C.   Nitrogen and Other Gases

            In general, nitrogen contents of North Slope gases are low, with most values less than 4 mole % as shown in Figure 6.  The only analyses from gas accumulations that are higher than this are a few points from the Barrow fields and Walakpa.  The Walakpa measurements are known to be too high due to air contamination (Exxon, written communication to T. S. Collett. 1990).  The obvious exceptions to the general range of values are the three tests in the South Simpson No. 1 well with more than 70% nitrogen.  The origin of these high nitrogen contents is unknown, however, they appear to be a very localized phenomenon.

            The nitrogen contents do not show any obvious trends with depth or stratigraphic sequence.  This may be partially influenced by incomplete data sets.  None of the analyses reported by Masterson (Masterson, 2001) include nitrogen, so we are missing points from Beaufortian reservoirs that are at intermediate depths.  Also, the data released by industry for the Endicott field does not include nitrogen.

            The only other gas of importance is hydrogen sulfide.  The oil accumulations of the greater Prudhoe Bay and Kuparuk River fields are relatively high in sulfur, containing an average of 1.0 and 1.6 weight %, respectively (Masterson, 2001) .  Also, there is evidence that the deep water facies of the Lisburne Formation, a thick carbonate section, generated a unique type of oil on the North Slope (Lillis and Magoon, 2002) , although it’s contribution to the accumulations at Prudhoe and Kuparuk appears to be minor (Masterson, 2001) .  Worldwide, petroleum source rocks related to carbonate-rich sedimentary sequences produce high sulfur oils and gases containing H2S (Hunt, 1996) .  Remarkably, no analyses of gases on the North Slope report H2S.  The only possible significant H2S occurrence may be related to the occurrence of molten sulfur at total depth in the Inigok No. 1 well (Hunt, 1996) .

Stable Isotope Relationships

A.  Methane

            The carbon stable isotope composition of methane is shown as a function of depth (Figure 7).  A trend of decreasing depletion in 13C with increasing depth is apparent.  This trend is consistent with observations in many petroleum basins (Hunt, 1996) and reflects generation of gases at progressively higher levels of thermal maturity.  The cluster of gases with isotopic compositions between –37 and –45 %o PDB at depths of about 2000 to 3500 feet may be due to migration of gases from depth as suggested by the vertical arrows in the figure.  The points for the Alpine Field and the Liberty Unit of the Prudhoe Bay Field are isotopically lighter than expected for the depth of the reservoirs.  The methane in the Alpine field appears to be microbially generated (Masterson, 2001) .  The methane in the Liberty Unit may contain a significant fraction of microbial methane.
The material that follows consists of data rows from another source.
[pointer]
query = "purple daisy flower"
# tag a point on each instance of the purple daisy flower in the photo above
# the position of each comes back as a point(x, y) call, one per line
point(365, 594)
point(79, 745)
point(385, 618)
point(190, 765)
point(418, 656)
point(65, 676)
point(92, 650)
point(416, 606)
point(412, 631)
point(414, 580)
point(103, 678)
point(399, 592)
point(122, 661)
            Comparison of variations in the dryness paramater, C1/C2+, with the variations in the stable isotopic composition of methane, provides evidence for the source and alteration of gases on the North Slope.  There is a clear distinction between the microbially generated gases in the Simpson Field and thermogenic gases in almost all other accumulations on the North Slope (Figure 8).  Three hypothetical mixing lines between different microbial endmembers and and thermogenic gas endmembers are shown on Figure 8.  Each point on the curves represents a 20 % (mole basis) increment of mixing.  If these mixing lines connect reasonable end-member gases, then the isotopically light methane in the Alpine, Tarn, West Sak, 2 Barrow field tests, and the Liberty Unit require mixing of 10 to 50% microbial gas with thermogenic gas to generate the observed compositions.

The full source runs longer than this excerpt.